Management expense is a personal pet peeve of mine. Not counting it is what I consider incorrect accounting. SOMEONE is managing the place, and that's an expense. Even though you manage it now, you may not always manage it. It's important to make sure that if someone else manages the property that it still cashflows. 

 Totally makes sense. I guess I need to look at this more in the long term rather the short. It's definitely nice that short term is looking good, which I think will be a good start to an investment. What's important is to expect the unexpected. 

I appreciate all the input!

I assume with 3.5% down you're living there.  Is the $2300 the total rent, including what you're not paying?  Or, is the rent really $3000 or some such if the unit you're living in is rented.

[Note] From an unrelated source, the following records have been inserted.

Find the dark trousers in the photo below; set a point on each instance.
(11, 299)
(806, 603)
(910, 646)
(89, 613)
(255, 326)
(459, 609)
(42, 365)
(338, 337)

A rule of thumb is that all expenses will work out to about 50% of the gross scheduled rents. That does not include debt service (principal, interest, PMI). New investors never believe this number. You can do somewhat better in some years, but also much worse when you have a big expense. And if you're in this for the long haul, you will have those big expenses.

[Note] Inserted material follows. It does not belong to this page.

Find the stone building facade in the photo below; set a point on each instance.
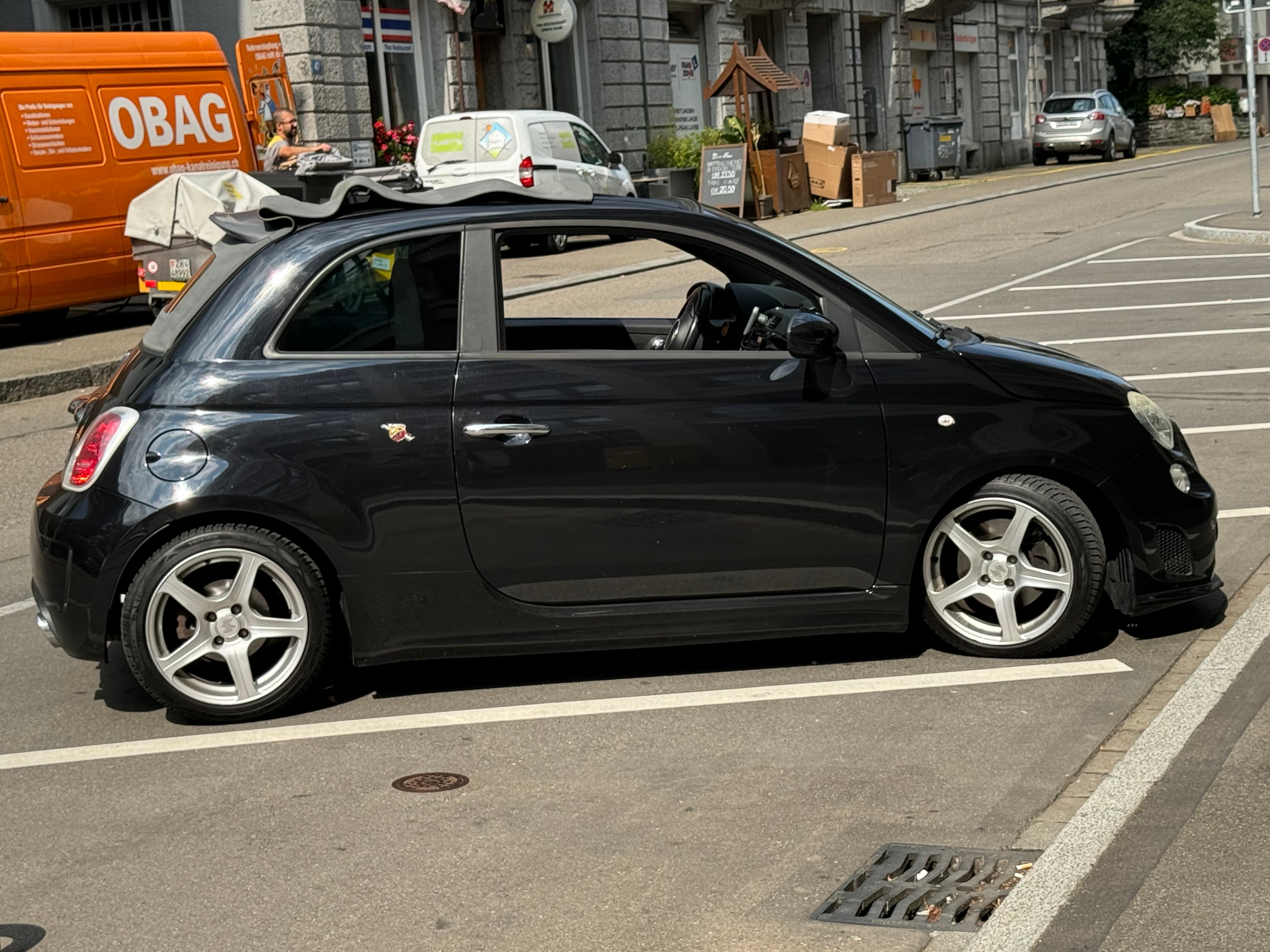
(636, 69)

I'll assume a 5% rate on your loan. I get monthly true cash flow with property management of about $217. I'm not accounting for PMI, though, so that comes out of that $217. The high leverage and the PMI is hurting what is really a very good deal.

If the true gross rents are higher with your unit rented, the deal gets even better.

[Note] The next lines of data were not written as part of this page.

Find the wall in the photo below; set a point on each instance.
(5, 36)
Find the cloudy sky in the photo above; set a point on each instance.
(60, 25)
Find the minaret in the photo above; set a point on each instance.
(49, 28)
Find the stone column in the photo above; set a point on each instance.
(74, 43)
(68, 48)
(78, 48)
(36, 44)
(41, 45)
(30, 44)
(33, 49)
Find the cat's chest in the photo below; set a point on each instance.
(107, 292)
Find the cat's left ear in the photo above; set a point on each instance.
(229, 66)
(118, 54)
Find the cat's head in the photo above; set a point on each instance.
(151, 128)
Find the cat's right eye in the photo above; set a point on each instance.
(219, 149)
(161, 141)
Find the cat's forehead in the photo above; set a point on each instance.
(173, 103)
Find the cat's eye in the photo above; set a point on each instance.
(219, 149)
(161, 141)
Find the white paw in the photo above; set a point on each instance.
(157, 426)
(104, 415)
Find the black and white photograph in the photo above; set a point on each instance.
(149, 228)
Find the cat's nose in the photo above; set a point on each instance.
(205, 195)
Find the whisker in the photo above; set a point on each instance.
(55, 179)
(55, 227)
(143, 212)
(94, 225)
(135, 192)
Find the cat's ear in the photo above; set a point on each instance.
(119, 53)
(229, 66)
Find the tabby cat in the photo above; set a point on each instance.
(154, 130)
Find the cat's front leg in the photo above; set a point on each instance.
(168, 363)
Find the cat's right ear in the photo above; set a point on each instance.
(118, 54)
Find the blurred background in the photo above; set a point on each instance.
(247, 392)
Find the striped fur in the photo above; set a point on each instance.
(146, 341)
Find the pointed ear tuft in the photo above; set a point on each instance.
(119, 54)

If you manage yourself, you can earn the PM's cut.  I use 14% of gross rents for that number.   That assumes 10% of collected rent plus half a month to fill a vacancy.   I assume one vacancy per year.  You must account for that even if your tenants have been there a long time.  Just because eight of the last 10 spins on a roulette wheel have been black doesn't change the odds for the next spin.  Doing the PM job earns you another $300 or so a month.

Originally posted by @Jon Holdman :

I assume with 3.5% down you're living there.  Is the $2300 the total rent, including what you're not paying?  Or, is the rent really $3000 or some such if the unit you're living in is rented.

A rule of thumb is that all expenses will work out to about 50% of the gross scheduled rents. That does not include debt service (principal, interest, PMI). New investors never believe this number. You can do somewhat better in some years, but also much worse when you have a big expense. And if you're in this for the long haul, you will have those big expenses.

I'll assume a 5% rate on your loan. I get monthly true cash flow with property management of about $217. I'm not accounting for PMI, though, so that comes out of that $217. The high leverage and the PMI is hurting what is really a very good deal.

If the true gross rents are higher with your unit rented, the deal gets even better.

If you manage yourself, you can earn the PM's cut.  I use 14% of gross rents for that number.   That assumes 10% of collected rent plus half a month to fill a vacancy.   I assume one vacancy per year.  You must account for that even if your tenants have been there a long time.  Just because eight of the last 10 spins on a roulette wheel have been black doesn't change the odds for the next spin.  Doing the PM job earns you another $300 or so a month.

 Thanks, yes I will be living there and the $2300 is what I would get with me living there. If I left, even more. 

Interest is more to the tune of 3.8%-4% which should help me out. PMI is running me around $175/month. So doing the PM job would definitely be something I would need to do in order for this property to cashflow. (definitely feasible)

I'm not so much interested in making money to use on vacations today. I'd like something even if I break even to be able to have paid off within 30 years and have a solid cashflow once I am older and the mortgage is paid off. 

If you can cashflow anything while living there free I think you're in good shape.